The public contracts are backend-agnostic. More database types (e.g., document stores) can be added under neurosurfer.db.* as the project grows.

Contribute

How the SQL path works¶

Connect with SQLDatabase → reflect schema (tables/views), cache metadata, and (optionally) sample rows for context.
Summarize with SQLSchemaStore → persist compact JSON summaries of each table’s purpose + raw schema (optionally via LLM).
Use in tools/agents → pass stored summaries/schema to built-in SQL tools (e.g., relevant-table finder, query generator, executor) to enable a robust text-to-SQL workflow.
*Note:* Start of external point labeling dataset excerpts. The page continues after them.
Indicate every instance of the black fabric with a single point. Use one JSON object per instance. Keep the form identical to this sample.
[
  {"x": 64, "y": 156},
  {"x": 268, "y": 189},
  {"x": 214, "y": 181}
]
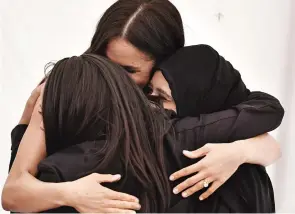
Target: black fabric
[
  {"x": 202, "y": 81},
  {"x": 249, "y": 190}
]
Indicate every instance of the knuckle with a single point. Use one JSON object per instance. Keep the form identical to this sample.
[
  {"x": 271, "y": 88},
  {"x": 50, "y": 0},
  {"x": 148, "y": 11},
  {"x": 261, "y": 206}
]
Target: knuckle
[{"x": 209, "y": 192}]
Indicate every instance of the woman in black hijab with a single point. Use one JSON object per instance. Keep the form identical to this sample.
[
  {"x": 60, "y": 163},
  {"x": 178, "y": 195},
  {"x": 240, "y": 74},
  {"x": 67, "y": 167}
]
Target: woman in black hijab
[
  {"x": 59, "y": 167},
  {"x": 207, "y": 85}
]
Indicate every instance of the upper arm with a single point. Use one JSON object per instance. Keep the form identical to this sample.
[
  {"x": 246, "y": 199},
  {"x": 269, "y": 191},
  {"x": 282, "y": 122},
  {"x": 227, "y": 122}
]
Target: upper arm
[
  {"x": 259, "y": 114},
  {"x": 30, "y": 152}
]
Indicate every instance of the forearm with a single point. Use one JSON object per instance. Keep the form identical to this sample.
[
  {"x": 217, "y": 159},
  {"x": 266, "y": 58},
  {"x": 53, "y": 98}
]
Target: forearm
[
  {"x": 27, "y": 194},
  {"x": 263, "y": 150}
]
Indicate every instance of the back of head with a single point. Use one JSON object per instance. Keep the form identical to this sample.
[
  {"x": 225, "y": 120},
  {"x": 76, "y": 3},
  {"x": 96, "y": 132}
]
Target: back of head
[
  {"x": 153, "y": 26},
  {"x": 88, "y": 98}
]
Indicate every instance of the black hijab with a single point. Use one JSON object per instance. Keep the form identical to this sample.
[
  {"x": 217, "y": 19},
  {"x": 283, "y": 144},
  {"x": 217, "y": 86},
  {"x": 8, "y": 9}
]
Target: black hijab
[{"x": 202, "y": 81}]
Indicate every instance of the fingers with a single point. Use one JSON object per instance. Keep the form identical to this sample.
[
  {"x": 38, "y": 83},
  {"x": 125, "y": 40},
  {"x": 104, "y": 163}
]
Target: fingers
[
  {"x": 114, "y": 210},
  {"x": 197, "y": 153},
  {"x": 189, "y": 182},
  {"x": 101, "y": 178},
  {"x": 196, "y": 187},
  {"x": 211, "y": 190},
  {"x": 111, "y": 194},
  {"x": 126, "y": 205},
  {"x": 186, "y": 171}
]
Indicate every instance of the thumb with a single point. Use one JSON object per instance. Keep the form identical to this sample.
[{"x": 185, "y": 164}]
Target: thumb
[
  {"x": 196, "y": 153},
  {"x": 102, "y": 178}
]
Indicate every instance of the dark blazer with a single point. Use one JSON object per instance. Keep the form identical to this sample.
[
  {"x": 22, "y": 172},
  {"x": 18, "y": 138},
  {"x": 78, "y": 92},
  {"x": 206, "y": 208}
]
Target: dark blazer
[
  {"x": 220, "y": 87},
  {"x": 248, "y": 190}
]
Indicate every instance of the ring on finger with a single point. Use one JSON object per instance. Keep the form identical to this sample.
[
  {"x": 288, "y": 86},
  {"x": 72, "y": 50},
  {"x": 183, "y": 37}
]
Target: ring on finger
[{"x": 205, "y": 183}]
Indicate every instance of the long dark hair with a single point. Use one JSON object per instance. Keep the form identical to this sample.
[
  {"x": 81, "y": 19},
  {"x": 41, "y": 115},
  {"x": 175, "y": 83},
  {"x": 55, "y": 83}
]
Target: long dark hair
[
  {"x": 153, "y": 26},
  {"x": 87, "y": 98}
]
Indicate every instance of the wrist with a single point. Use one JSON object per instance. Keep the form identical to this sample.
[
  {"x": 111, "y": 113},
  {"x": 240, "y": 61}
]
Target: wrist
[
  {"x": 241, "y": 151},
  {"x": 66, "y": 197}
]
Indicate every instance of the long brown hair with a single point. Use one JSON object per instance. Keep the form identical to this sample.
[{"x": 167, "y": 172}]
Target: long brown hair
[
  {"x": 153, "y": 26},
  {"x": 87, "y": 98}
]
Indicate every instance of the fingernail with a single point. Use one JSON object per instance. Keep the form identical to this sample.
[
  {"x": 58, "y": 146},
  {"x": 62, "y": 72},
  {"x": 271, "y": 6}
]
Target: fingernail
[
  {"x": 186, "y": 152},
  {"x": 116, "y": 177},
  {"x": 175, "y": 191}
]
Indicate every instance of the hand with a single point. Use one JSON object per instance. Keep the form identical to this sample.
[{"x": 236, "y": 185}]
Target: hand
[
  {"x": 87, "y": 196},
  {"x": 218, "y": 165},
  {"x": 31, "y": 102},
  {"x": 36, "y": 117}
]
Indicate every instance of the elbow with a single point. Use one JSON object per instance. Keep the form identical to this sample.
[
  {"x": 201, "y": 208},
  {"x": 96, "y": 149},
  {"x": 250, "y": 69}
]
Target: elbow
[
  {"x": 7, "y": 199},
  {"x": 279, "y": 115},
  {"x": 277, "y": 154}
]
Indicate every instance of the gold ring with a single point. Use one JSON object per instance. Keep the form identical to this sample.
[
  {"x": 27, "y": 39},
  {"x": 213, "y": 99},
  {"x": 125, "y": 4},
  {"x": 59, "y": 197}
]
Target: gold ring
[{"x": 205, "y": 183}]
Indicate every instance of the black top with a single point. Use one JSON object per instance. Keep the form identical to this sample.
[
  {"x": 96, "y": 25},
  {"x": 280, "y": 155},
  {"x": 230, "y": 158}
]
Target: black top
[
  {"x": 249, "y": 190},
  {"x": 211, "y": 84},
  {"x": 202, "y": 81}
]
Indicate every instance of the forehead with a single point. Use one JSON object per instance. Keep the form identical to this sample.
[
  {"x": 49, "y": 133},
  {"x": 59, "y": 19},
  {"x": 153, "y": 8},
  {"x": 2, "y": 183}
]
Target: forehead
[{"x": 124, "y": 53}]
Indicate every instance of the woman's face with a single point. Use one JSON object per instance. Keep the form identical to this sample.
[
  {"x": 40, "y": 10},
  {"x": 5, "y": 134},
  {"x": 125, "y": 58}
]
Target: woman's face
[
  {"x": 137, "y": 63},
  {"x": 161, "y": 90}
]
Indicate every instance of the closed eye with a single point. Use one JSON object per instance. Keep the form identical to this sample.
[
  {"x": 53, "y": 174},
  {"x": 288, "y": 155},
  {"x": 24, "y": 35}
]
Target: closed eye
[{"x": 129, "y": 69}]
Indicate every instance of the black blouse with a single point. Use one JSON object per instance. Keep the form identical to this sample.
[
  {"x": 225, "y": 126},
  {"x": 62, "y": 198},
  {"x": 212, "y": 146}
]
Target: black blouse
[
  {"x": 248, "y": 190},
  {"x": 210, "y": 84}
]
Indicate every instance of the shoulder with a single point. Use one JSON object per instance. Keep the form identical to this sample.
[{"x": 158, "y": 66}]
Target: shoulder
[
  {"x": 70, "y": 163},
  {"x": 202, "y": 57}
]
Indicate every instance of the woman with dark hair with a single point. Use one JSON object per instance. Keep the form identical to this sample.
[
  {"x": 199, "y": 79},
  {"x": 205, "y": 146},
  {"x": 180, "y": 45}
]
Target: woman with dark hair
[
  {"x": 139, "y": 35},
  {"x": 105, "y": 124}
]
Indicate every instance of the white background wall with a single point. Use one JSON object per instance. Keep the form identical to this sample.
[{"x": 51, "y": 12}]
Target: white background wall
[{"x": 257, "y": 36}]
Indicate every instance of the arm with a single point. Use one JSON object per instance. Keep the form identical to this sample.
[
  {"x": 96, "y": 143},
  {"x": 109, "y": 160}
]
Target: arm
[
  {"x": 24, "y": 193},
  {"x": 259, "y": 114},
  {"x": 21, "y": 187},
  {"x": 253, "y": 148}
]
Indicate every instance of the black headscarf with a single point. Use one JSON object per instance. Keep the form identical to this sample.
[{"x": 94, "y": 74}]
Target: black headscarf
[{"x": 202, "y": 81}]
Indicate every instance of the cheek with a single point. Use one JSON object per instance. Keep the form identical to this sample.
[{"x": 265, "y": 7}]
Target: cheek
[
  {"x": 169, "y": 105},
  {"x": 140, "y": 78}
]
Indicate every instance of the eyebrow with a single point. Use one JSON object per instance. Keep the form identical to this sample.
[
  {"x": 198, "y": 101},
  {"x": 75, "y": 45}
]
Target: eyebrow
[{"x": 164, "y": 94}]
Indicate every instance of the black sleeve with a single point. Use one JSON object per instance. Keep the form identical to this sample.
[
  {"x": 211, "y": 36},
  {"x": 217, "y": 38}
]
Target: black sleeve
[
  {"x": 16, "y": 136},
  {"x": 259, "y": 114}
]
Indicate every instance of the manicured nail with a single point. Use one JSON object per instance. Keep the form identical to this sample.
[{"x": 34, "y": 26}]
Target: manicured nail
[
  {"x": 185, "y": 152},
  {"x": 116, "y": 177},
  {"x": 175, "y": 191}
]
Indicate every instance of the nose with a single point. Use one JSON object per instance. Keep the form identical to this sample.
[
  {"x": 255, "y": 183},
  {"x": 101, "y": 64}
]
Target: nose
[{"x": 154, "y": 93}]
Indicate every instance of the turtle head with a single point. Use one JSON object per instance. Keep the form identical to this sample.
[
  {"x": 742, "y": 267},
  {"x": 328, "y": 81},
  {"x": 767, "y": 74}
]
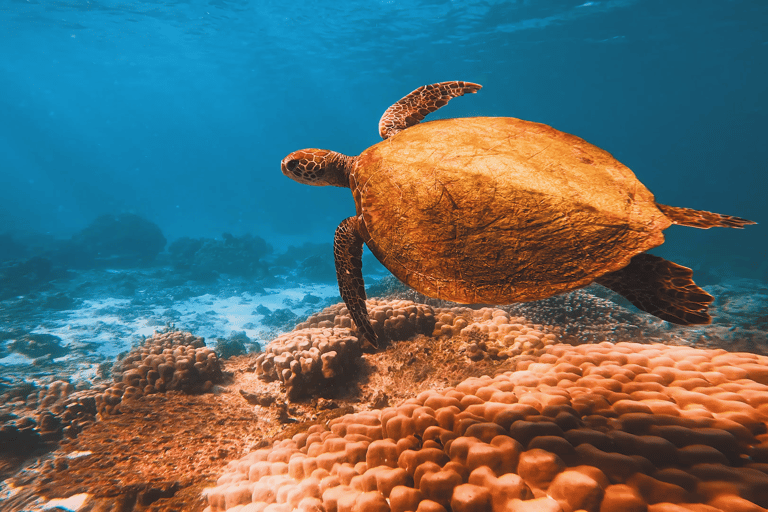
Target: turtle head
[{"x": 318, "y": 167}]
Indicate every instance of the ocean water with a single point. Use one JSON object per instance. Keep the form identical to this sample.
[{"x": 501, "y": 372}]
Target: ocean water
[{"x": 141, "y": 141}]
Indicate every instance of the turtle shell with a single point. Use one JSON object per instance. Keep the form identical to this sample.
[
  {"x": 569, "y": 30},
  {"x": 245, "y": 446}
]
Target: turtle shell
[{"x": 499, "y": 210}]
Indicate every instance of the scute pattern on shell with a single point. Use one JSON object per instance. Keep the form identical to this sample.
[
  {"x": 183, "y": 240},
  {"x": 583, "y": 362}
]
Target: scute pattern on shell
[{"x": 600, "y": 428}]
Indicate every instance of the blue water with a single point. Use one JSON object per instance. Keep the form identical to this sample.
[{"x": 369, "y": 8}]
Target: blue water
[{"x": 180, "y": 111}]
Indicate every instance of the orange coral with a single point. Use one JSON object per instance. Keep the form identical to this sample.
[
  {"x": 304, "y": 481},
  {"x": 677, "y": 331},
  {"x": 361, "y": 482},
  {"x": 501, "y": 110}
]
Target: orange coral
[{"x": 599, "y": 428}]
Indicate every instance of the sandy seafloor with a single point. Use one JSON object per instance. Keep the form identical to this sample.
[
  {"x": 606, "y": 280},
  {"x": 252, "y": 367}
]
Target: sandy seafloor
[{"x": 105, "y": 322}]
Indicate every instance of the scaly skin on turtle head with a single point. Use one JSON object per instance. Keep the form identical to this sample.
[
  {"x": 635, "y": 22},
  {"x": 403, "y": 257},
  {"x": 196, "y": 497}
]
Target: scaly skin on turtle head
[{"x": 318, "y": 167}]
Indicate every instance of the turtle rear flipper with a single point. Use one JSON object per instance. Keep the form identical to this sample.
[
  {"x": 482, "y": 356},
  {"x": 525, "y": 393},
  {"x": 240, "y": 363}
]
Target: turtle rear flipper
[
  {"x": 661, "y": 288},
  {"x": 701, "y": 219}
]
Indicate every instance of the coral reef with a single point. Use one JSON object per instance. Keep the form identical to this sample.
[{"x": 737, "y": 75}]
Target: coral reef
[
  {"x": 323, "y": 351},
  {"x": 34, "y": 419},
  {"x": 308, "y": 361},
  {"x": 599, "y": 428},
  {"x": 113, "y": 241},
  {"x": 170, "y": 361},
  {"x": 391, "y": 319},
  {"x": 204, "y": 259}
]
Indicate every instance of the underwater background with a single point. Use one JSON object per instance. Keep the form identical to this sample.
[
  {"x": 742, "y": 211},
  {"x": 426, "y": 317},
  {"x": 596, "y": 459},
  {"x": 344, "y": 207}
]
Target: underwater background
[
  {"x": 181, "y": 111},
  {"x": 143, "y": 214}
]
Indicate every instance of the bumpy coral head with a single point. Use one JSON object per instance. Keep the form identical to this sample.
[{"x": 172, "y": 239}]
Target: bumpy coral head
[{"x": 316, "y": 167}]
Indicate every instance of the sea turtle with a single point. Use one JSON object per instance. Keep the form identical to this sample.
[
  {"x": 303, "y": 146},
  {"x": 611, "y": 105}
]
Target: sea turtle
[{"x": 497, "y": 210}]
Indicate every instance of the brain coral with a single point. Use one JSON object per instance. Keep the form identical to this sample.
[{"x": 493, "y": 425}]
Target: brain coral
[
  {"x": 167, "y": 361},
  {"x": 596, "y": 428}
]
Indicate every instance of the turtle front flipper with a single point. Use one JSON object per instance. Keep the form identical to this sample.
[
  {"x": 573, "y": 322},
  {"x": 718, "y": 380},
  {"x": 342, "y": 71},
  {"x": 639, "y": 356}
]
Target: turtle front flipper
[
  {"x": 348, "y": 253},
  {"x": 421, "y": 102},
  {"x": 661, "y": 288}
]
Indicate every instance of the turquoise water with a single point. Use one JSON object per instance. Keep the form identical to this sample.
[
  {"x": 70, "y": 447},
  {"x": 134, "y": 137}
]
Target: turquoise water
[{"x": 181, "y": 111}]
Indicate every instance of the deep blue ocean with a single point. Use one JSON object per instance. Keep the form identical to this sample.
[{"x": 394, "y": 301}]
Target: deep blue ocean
[
  {"x": 150, "y": 244},
  {"x": 180, "y": 111}
]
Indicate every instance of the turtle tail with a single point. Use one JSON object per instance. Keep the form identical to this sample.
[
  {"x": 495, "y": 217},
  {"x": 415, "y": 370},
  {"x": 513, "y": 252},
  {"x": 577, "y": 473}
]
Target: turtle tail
[
  {"x": 662, "y": 288},
  {"x": 700, "y": 218}
]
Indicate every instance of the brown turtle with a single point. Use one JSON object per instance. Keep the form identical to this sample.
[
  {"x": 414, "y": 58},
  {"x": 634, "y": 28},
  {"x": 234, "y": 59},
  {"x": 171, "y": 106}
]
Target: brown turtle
[{"x": 496, "y": 210}]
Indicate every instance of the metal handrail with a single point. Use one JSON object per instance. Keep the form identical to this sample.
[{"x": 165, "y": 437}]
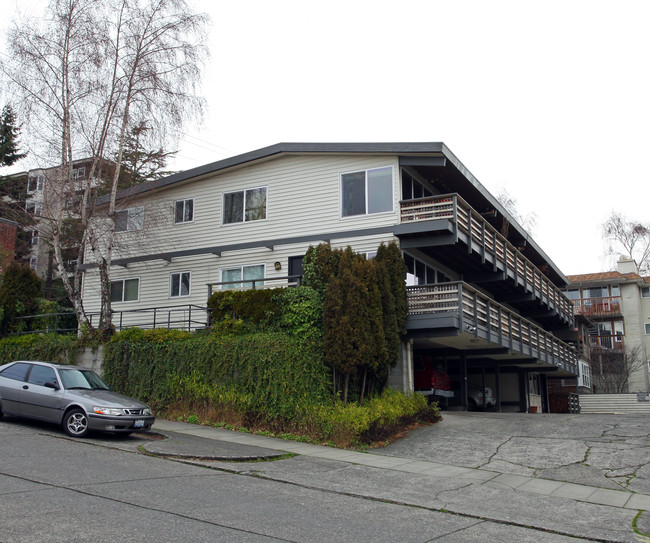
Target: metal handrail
[
  {"x": 159, "y": 317},
  {"x": 262, "y": 282}
]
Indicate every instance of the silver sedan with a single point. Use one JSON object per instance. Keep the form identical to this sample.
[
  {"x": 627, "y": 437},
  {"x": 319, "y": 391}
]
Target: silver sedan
[{"x": 72, "y": 396}]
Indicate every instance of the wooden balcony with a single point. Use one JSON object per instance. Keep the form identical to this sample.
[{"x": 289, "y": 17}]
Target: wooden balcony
[
  {"x": 612, "y": 343},
  {"x": 458, "y": 305},
  {"x": 481, "y": 238},
  {"x": 609, "y": 306}
]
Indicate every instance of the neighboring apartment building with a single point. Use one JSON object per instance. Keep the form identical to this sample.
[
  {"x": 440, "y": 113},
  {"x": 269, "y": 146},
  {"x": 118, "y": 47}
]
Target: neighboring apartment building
[
  {"x": 43, "y": 196},
  {"x": 618, "y": 305},
  {"x": 483, "y": 307},
  {"x": 8, "y": 231}
]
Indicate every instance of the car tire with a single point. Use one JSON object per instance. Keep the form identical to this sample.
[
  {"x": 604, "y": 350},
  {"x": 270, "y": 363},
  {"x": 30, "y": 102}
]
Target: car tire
[{"x": 75, "y": 423}]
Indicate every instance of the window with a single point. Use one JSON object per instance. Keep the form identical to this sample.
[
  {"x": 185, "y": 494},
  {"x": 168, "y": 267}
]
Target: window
[
  {"x": 368, "y": 191},
  {"x": 35, "y": 183},
  {"x": 16, "y": 371},
  {"x": 419, "y": 273},
  {"x": 244, "y": 205},
  {"x": 179, "y": 284},
  {"x": 127, "y": 220},
  {"x": 125, "y": 290},
  {"x": 184, "y": 211},
  {"x": 34, "y": 208},
  {"x": 412, "y": 188},
  {"x": 245, "y": 273},
  {"x": 573, "y": 294},
  {"x": 41, "y": 375}
]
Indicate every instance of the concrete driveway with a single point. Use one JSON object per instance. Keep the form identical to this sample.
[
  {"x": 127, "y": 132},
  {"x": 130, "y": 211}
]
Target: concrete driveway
[{"x": 604, "y": 451}]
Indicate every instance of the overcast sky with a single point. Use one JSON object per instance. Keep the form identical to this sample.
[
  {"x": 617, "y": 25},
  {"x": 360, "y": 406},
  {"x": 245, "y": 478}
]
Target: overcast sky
[{"x": 545, "y": 100}]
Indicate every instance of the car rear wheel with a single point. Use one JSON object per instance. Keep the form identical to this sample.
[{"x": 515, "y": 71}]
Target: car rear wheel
[{"x": 75, "y": 423}]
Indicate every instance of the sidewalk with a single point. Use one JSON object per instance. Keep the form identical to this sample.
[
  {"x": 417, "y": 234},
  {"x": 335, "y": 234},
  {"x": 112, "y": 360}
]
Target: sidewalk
[{"x": 207, "y": 443}]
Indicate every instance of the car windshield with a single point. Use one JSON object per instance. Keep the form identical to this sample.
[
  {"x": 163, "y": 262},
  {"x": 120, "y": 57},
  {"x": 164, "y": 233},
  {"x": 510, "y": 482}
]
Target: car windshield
[{"x": 82, "y": 379}]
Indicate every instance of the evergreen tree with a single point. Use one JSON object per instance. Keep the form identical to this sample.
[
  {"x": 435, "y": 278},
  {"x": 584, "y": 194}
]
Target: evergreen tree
[
  {"x": 391, "y": 256},
  {"x": 320, "y": 265},
  {"x": 9, "y": 133},
  {"x": 19, "y": 294}
]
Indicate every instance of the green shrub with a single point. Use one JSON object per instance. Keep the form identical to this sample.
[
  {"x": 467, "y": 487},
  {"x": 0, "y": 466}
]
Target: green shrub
[
  {"x": 46, "y": 347},
  {"x": 250, "y": 305},
  {"x": 282, "y": 374}
]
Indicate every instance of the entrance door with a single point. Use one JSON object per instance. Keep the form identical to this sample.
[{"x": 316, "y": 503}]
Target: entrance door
[{"x": 295, "y": 269}]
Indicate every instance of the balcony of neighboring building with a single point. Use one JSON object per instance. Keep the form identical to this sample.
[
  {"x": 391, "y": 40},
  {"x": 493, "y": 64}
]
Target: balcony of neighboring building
[
  {"x": 608, "y": 306},
  {"x": 451, "y": 232},
  {"x": 611, "y": 343},
  {"x": 455, "y": 316}
]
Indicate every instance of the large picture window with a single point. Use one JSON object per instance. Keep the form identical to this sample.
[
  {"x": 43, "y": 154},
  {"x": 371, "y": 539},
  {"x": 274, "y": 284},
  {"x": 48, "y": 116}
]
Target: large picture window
[
  {"x": 243, "y": 273},
  {"x": 184, "y": 210},
  {"x": 366, "y": 192},
  {"x": 179, "y": 284},
  {"x": 244, "y": 205},
  {"x": 125, "y": 290},
  {"x": 127, "y": 220}
]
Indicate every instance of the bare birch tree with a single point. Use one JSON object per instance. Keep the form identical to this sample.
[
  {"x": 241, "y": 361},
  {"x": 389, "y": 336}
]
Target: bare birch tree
[
  {"x": 87, "y": 75},
  {"x": 628, "y": 238},
  {"x": 612, "y": 371}
]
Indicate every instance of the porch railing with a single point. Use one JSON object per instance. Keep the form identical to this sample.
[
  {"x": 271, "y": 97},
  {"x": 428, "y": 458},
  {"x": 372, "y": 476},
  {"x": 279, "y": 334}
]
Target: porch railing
[
  {"x": 185, "y": 317},
  {"x": 261, "y": 282},
  {"x": 492, "y": 321},
  {"x": 491, "y": 244},
  {"x": 607, "y": 343}
]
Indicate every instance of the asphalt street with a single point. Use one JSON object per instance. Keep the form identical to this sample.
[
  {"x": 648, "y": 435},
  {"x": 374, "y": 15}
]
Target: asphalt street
[{"x": 472, "y": 477}]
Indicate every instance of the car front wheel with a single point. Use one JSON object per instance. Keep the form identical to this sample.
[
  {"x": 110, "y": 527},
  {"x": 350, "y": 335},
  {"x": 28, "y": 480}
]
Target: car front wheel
[{"x": 75, "y": 423}]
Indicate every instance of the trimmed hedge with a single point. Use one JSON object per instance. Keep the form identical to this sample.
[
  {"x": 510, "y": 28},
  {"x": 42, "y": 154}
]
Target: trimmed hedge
[
  {"x": 46, "y": 347},
  {"x": 281, "y": 374}
]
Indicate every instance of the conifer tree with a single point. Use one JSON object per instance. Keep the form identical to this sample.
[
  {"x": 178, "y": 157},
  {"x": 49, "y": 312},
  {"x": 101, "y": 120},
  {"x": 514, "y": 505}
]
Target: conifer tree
[
  {"x": 19, "y": 293},
  {"x": 9, "y": 133}
]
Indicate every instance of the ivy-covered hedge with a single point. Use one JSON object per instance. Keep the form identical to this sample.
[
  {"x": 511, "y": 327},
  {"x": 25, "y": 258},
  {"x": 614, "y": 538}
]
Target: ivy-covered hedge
[
  {"x": 266, "y": 381},
  {"x": 252, "y": 305},
  {"x": 280, "y": 375},
  {"x": 46, "y": 347}
]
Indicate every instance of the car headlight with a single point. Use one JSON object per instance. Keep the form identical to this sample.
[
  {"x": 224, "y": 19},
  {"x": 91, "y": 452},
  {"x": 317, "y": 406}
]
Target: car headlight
[{"x": 108, "y": 411}]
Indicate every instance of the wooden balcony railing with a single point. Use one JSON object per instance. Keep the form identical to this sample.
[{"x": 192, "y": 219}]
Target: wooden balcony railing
[
  {"x": 492, "y": 321},
  {"x": 607, "y": 343},
  {"x": 491, "y": 243},
  {"x": 596, "y": 307}
]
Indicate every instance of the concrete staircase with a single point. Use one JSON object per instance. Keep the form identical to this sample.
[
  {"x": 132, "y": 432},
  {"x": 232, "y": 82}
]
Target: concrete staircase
[{"x": 613, "y": 403}]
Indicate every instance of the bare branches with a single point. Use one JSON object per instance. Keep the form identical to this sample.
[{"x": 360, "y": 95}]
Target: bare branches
[
  {"x": 88, "y": 75},
  {"x": 628, "y": 238}
]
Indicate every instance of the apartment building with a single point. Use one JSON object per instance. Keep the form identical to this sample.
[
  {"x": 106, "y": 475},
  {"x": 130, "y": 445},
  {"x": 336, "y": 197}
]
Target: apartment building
[
  {"x": 617, "y": 304},
  {"x": 44, "y": 194},
  {"x": 486, "y": 302}
]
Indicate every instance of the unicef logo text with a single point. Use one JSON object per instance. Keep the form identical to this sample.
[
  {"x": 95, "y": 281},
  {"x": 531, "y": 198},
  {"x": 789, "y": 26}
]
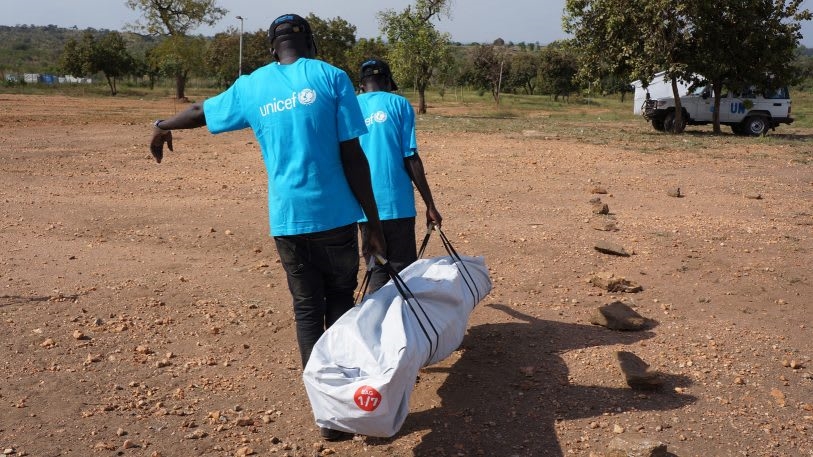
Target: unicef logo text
[
  {"x": 304, "y": 97},
  {"x": 307, "y": 96},
  {"x": 378, "y": 116}
]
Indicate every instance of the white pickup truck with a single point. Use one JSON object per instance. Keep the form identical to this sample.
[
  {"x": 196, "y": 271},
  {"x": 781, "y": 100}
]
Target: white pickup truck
[{"x": 748, "y": 113}]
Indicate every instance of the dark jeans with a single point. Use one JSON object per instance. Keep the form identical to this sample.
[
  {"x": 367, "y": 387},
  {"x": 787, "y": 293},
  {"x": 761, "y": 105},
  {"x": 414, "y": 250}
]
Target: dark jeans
[
  {"x": 322, "y": 270},
  {"x": 401, "y": 250}
]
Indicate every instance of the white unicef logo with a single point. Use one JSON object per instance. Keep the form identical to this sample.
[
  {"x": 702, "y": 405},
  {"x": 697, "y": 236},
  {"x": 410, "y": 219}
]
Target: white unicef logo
[
  {"x": 380, "y": 116},
  {"x": 307, "y": 96}
]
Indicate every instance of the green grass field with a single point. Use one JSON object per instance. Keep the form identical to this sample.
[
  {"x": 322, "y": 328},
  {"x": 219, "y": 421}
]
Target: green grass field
[{"x": 594, "y": 120}]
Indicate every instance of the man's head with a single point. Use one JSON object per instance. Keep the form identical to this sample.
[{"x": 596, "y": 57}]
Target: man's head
[
  {"x": 291, "y": 33},
  {"x": 376, "y": 75}
]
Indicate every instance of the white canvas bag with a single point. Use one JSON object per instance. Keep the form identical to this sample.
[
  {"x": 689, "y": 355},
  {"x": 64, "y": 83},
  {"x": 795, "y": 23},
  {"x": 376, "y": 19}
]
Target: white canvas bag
[{"x": 362, "y": 370}]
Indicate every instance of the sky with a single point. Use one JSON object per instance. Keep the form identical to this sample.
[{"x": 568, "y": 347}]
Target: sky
[
  {"x": 480, "y": 21},
  {"x": 471, "y": 20}
]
The schema cache prevents repetitive network calls on every run. You control freshness via TTL and force_refresh.

Quick Start¶

from neurosurfer.db.sql.sql_database import SQLDatabase
from neurosurfer.db.sql.sql_schema_store import SQLSchemaStore
from neurosurfer.models.chat_models.openai_like import OpenAILikeModel  # example interface

# 1) Inspect a live database
db = SQLDatabase(
    database_uri="postgresql://user:pass@localhost:5432/analytics",
    include_tables=["users", "orders", "order_items"],  # optional
    sample_rows_in_table_info=3,
    view_support=True,
    metadata_cache_dir="~/.cache/neurosurfer/sqlmeta",
    cache_ttl_seconds=86400  # 1 day
)
print(db.get_table_info(["users"]))   # CREATE TABLE + sample rows

# 2) Build a schema store (with or without LLM summaries)
llm = OpenAILikeModel(model="gpt-4o-mini")  # any BaseModel-compatible LLM
store = SQLSchemaStore(db_uri="postgresql://user:pass@localhost:5432/analytics", llm=llm, storage_path="./")
for _ in store.train(summarize=True, force=True):  # generator yields progress counts
    pass

# 3) Consume summaries in tools/agents
print("Tables summarized:", store.get_tables_count())
users = store.get_table_data("users")

Design goals¶

Frictionless introspection – sensible defaults, easy filters, sample rows for realism.
Repeatable performance – schema caching avoids re-reflection every run.
Agent-first – JSON summaries that LLMs can reason over without expansive context windows.
Safety – no credentials in cache filenames; defensive error handling; opt-in view reflection.